Research Publications Methodology About Team Contact
Logic-First Research

The Logic-First Research Methodology

Every finding SIGI publishes is subjected to a structured sequence of logical tests before it earns a causal or correlational label. We never claim more than the evidence supports. We classify every result by evidence level. We publish null results. This page describes the public-facing framework that governs all of our research.

Framework

The Evidence Hierarchy

Not all evidence is equal. A single observation does not carry the same weight as a controlled experiment replicated across platforms. We use a seven-level evidence hierarchy — adapted from established research methodology — to classify every finding. The level determines the language we are permitted to use when describing a result.

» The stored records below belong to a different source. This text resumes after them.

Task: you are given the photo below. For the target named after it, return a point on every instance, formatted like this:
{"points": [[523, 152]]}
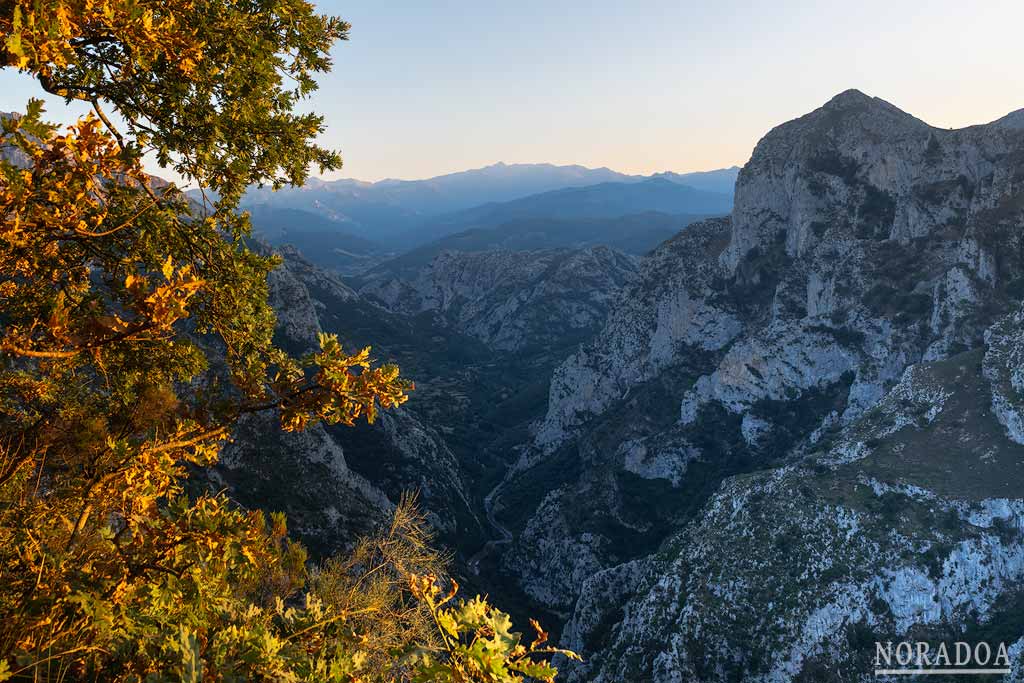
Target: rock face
{"points": [[512, 299], [799, 429]]}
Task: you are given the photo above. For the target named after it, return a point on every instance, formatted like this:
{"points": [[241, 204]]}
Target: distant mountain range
{"points": [[423, 210], [349, 225]]}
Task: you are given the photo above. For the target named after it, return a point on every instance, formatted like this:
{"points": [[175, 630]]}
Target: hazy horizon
{"points": [[425, 91]]}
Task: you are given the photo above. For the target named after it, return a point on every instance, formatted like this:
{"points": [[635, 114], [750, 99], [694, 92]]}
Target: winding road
{"points": [[503, 532]]}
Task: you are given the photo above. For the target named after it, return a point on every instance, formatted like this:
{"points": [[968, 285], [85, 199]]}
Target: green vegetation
{"points": [[135, 333]]}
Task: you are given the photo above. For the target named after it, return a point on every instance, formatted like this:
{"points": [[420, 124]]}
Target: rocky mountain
{"points": [[633, 233], [322, 240], [800, 429], [511, 299], [338, 482], [593, 203], [380, 211]]}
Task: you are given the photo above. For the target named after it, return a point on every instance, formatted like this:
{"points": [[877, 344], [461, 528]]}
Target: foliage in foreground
{"points": [[134, 332]]}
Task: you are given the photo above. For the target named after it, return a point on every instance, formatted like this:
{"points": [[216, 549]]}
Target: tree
{"points": [[134, 332]]}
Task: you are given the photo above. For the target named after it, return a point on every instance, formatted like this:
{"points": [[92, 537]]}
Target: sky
{"points": [[641, 86]]}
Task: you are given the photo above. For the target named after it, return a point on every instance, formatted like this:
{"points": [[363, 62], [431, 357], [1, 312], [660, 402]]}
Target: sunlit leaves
{"points": [[135, 331]]}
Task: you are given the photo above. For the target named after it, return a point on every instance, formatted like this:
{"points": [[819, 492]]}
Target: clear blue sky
{"points": [[424, 88]]}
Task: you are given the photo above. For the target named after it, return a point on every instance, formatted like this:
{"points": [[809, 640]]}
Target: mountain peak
{"points": [[1014, 120], [851, 97]]}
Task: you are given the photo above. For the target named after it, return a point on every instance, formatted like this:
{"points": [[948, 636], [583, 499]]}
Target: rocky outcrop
{"points": [[337, 482], [512, 300], [857, 315]]}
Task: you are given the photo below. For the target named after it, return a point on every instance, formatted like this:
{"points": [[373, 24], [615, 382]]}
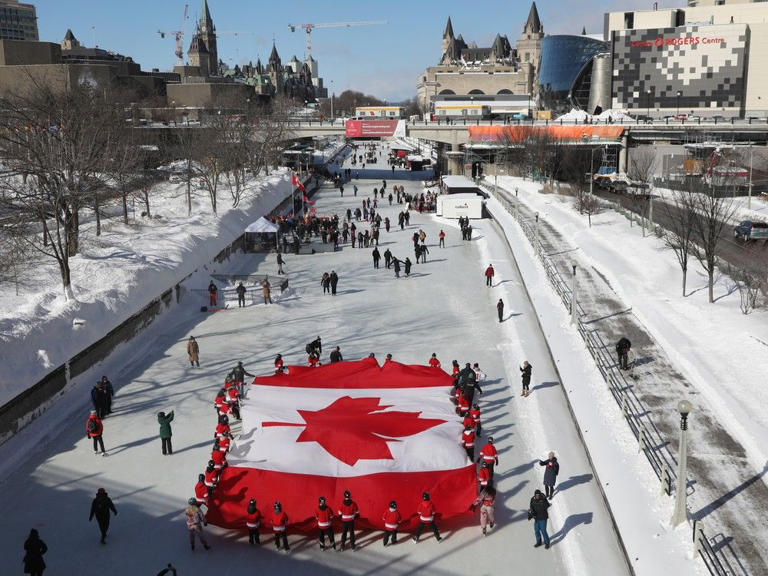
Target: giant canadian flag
{"points": [[383, 433]]}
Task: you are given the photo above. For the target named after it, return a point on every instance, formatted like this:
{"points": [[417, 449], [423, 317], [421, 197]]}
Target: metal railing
{"points": [[720, 560]]}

Level Evidence Type Description Permitted Language Prohibited Language
7 Meta-Analysis Systematic synthesis across multiple controlled studies Causes, establishes, demonstrates
6 Controlled Experiment (Replicated) Isolation probe replicated across platforms and time periods Strong evidence that, reliably produces Proves, definitively
5 Controlled Experiment (Single) Single-variable isolation with controlled conditions Evidence suggests, appears to cause Proves, always, universally
4 Quasi-Experiment Comparison with partial control over variables Associated with, linked to Causes, proves, demonstrates
3 Observational Study Systematic observation without variable manipulation Observed pattern, correlates with Causes, leads to, produces
2 Case Study Detailed analysis of a specific instance In this case, this instance shows Generally, always, causes
1 Anecdote Single unrepeated observation or report We observed, one instance noted Shows, suggests, indicates, causes

This hierarchy is not decorative. It is enforced. If a finding has only been observed once without controls, it is classified as Level 1 or 2 regardless of how compelling the result appears. The language constraint prevents premature causal claims from entering our publications.

Rigour

The Seven Logic Gates

Before any causal or correlational claim is published, it must pass through all seven logic gates. A failure at any gate means the claim is either downgraded, reclassified, or rejected. The gates are applied sequentially — each one builds on the output of the previous.

Gate 1
Logical Form

Every claim is first reduced to its formal logical structure: "If X, then Y." This gate tests whether the argument is structurally valid before any empirical evidence is considered. Claims that conflate correlation with causation, commit affirming-the-consequent errors, or contain hidden premises are caught here. If the logical form is invalid, the claim does not proceed.

Gate 2
Confound Check

This gate asks: could a co-varying variable explain the observed result? When a property change appears to affect LLM behaviour, we systematically identify other variables that may have changed simultaneously. If confounds cannot be ruled out, the finding is reclassified from causal to correlational, and the confounding variables are documented for future isolation testing.

Gate 3
Necessary vs Sufficient vs Contributory

Not all causal relationships are the same. This gate classifies the role of the variable under study. Is it necessary (the effect never occurs without it), sufficient (it alone produces the effect), or contributory (it increases the likelihood but is neither necessary nor sufficient)? Most findings in LLM citation research fall into the contributory category. Mislabelling a contributory factor as necessary or sufficient is a classification error this gate prevents.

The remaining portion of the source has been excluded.